Seven-ten a.m., July. I walk the sidewalk to the bus stop. The dead cat stinks. He’s been on the curb by our bus stop all week. Everyone’s got their shirt pulled up over their mouth and nose. I do the same. My bus number’s 41. Everyone’s quiet. Except for the birds. Guess the dead cat don’t bother them? Do birds even gottta nose? Oh, thank god, there’s our bus. Okay, so we go down the road a bit and stop where Susie and Danny are. There’s other kids too, but they’re all gay.
“O.M.G. LOOK!” Don’t know why I said that out loud. On the sidewalk where Danny’s standin is a popsicle stick, a purple stain and a bunch of dead ants. Did they eat so much grape popsicle that it kilt em or did they get drowned in it?
I wonder what would happen if ants and cats were gettin on the bus? And I was layin on a purple stain beside a popsicle stick. Or sprawled out dead on the curb. Some ant would be like, “O.M.G. LOOK! That stupid kid ate so much grape popsicle it kilt em.”
And if the cats saw me all dead on the curb they’d be like, “GOD HE STINKS. It so ain’t cool to hafta smell em every day.”
“Yeah it ain’t — and how come people just leave dead bodies layin round like that?”

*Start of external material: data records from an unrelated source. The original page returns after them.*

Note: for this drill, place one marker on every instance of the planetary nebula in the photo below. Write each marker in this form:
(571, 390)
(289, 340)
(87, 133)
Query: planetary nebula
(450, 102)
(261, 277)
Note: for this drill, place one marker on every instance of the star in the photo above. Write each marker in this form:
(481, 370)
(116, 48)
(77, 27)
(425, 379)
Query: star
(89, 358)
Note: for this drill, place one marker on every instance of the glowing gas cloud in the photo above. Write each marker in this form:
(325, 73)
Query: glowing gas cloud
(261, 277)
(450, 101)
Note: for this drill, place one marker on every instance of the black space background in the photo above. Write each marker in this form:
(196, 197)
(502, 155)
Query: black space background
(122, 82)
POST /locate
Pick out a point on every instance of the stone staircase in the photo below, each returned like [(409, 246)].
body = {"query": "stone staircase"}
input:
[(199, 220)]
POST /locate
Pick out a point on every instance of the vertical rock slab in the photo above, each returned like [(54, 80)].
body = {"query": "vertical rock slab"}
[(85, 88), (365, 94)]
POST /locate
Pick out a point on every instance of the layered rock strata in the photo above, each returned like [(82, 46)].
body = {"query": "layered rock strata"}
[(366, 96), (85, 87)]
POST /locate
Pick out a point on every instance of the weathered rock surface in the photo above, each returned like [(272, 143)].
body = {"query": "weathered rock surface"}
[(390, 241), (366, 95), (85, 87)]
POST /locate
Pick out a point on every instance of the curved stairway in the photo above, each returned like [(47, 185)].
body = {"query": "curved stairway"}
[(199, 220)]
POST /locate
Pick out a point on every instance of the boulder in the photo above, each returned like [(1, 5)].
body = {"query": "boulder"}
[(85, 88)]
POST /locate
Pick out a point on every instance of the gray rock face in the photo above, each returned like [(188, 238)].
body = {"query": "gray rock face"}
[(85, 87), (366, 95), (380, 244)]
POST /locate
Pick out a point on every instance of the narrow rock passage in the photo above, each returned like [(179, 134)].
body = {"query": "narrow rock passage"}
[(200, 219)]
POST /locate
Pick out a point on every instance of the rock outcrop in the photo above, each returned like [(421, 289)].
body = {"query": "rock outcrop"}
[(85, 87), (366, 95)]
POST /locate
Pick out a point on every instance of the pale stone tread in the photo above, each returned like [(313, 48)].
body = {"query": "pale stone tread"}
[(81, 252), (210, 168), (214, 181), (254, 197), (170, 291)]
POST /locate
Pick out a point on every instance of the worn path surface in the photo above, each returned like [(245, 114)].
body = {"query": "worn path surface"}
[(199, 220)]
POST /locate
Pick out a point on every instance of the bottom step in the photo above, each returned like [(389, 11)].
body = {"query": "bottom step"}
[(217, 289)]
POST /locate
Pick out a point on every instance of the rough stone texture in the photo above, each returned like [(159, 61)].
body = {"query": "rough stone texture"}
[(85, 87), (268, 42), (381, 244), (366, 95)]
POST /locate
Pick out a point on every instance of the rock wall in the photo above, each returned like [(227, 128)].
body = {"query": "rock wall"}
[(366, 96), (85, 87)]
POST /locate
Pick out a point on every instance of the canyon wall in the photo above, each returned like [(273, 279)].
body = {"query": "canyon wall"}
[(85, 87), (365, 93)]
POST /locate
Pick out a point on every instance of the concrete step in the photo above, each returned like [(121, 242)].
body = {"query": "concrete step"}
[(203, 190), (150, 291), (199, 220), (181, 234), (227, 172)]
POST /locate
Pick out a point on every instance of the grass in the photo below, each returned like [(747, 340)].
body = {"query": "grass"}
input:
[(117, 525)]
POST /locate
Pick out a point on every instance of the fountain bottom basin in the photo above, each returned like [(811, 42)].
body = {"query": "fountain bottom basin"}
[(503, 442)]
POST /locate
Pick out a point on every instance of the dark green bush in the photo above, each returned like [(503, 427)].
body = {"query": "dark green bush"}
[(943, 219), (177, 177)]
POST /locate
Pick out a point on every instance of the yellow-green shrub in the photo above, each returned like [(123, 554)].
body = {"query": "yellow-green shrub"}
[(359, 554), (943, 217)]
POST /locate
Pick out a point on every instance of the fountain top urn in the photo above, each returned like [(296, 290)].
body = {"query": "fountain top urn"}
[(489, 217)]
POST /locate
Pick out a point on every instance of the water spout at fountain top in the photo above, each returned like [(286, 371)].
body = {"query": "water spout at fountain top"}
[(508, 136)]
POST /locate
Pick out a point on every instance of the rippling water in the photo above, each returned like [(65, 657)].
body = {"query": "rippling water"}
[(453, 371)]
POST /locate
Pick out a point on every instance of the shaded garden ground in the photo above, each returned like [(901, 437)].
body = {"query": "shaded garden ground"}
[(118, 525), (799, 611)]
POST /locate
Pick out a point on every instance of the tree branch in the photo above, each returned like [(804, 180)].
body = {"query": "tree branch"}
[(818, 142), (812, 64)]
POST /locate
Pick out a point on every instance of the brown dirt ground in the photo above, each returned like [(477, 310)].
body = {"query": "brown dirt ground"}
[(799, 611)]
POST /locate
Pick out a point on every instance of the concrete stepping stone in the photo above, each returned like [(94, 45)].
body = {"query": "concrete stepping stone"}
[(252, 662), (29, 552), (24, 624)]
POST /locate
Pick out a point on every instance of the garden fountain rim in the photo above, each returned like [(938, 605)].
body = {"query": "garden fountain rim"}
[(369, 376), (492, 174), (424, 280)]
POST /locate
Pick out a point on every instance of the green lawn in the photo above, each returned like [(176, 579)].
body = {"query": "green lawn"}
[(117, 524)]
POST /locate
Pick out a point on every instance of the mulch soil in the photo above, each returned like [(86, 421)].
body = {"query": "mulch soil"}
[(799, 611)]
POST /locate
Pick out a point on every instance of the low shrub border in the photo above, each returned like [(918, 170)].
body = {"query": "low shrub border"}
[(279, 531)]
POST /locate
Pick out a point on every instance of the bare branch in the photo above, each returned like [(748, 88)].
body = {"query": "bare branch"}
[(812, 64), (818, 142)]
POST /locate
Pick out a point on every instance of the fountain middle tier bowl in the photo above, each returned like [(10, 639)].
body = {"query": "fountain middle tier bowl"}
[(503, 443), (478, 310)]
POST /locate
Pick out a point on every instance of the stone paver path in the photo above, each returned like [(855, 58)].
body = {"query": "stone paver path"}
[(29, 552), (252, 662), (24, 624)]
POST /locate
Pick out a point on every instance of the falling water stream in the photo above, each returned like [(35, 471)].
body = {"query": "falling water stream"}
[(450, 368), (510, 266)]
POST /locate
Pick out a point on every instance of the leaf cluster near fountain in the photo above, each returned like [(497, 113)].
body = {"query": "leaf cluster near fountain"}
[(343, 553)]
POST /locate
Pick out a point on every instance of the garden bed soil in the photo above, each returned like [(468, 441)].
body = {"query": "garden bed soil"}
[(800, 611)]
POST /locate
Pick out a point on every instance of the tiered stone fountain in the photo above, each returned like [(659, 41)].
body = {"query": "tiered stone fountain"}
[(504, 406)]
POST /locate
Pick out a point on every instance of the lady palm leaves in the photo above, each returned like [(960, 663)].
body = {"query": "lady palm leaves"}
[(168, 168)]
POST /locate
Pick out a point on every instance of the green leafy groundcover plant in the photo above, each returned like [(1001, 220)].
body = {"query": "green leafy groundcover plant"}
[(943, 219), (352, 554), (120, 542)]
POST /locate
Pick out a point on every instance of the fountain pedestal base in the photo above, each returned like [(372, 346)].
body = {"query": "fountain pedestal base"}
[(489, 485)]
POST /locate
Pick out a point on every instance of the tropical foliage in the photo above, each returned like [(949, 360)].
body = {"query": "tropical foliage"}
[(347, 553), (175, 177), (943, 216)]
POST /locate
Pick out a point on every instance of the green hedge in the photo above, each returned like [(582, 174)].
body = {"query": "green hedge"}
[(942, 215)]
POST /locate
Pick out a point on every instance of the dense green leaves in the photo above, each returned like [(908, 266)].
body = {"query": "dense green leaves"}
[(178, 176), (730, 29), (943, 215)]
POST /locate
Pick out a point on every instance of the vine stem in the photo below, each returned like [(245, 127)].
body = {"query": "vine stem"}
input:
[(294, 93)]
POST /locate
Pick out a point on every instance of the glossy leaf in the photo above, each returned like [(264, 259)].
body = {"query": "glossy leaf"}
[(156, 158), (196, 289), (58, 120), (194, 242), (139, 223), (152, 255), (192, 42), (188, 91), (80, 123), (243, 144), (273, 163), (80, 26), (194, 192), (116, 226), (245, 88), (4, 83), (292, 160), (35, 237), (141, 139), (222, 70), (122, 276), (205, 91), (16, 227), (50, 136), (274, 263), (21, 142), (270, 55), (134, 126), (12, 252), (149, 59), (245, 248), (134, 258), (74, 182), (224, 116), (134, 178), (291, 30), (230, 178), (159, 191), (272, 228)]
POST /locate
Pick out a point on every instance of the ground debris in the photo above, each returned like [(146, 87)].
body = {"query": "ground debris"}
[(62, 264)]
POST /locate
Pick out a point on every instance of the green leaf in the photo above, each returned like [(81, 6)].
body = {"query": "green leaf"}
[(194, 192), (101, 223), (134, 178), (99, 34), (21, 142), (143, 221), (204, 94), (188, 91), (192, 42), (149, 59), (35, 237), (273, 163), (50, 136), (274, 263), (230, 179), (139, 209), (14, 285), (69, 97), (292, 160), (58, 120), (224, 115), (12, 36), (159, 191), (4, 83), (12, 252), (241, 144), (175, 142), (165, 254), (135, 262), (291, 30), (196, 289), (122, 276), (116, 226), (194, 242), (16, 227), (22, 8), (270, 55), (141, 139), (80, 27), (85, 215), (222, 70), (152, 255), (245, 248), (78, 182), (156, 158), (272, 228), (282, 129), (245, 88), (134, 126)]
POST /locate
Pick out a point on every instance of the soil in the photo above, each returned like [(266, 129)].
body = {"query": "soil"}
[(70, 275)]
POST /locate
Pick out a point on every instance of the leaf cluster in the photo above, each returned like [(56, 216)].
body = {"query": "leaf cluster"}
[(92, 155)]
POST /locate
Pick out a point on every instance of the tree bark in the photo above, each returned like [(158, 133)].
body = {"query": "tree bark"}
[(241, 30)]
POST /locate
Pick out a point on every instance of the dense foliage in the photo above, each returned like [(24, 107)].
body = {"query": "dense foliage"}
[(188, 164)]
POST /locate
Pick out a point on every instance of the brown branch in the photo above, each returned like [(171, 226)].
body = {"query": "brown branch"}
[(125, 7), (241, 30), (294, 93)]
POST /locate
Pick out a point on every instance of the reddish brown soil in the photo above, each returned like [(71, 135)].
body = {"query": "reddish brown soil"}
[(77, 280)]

“I dunno. Someone should say somethin.”
“Jasper. Jasper. JASPER!”
“I called yer name like three times. Whattaya thinkin?”
“I dunno. Someone should say something.”
“About what? Are you okay?”
“I’m fine. I was just lookin. Dead cats. Dead ants. Popsicles. Let me ask you a question.”
“Could you stop eatin all-you-could-eat popsicles?”
“I dunno. What flavor?”
“Any flavor. Say grape.”
“Yeah probly—but not if they were strawberry. Then I’d probly eat til I died. It’d be strawberry popsicle suicide.”
We both laugh. And for the first time I’m really happy to be Jasper. A little kid. Alive. Man, it’d sure suck to be born a ant or a cat. Especially on this street, where everyone just steps on ya or puts their shirt over their nose and mouth so they can’t smell ya. One thing’s for sure. They’ll never stop makin popsicles.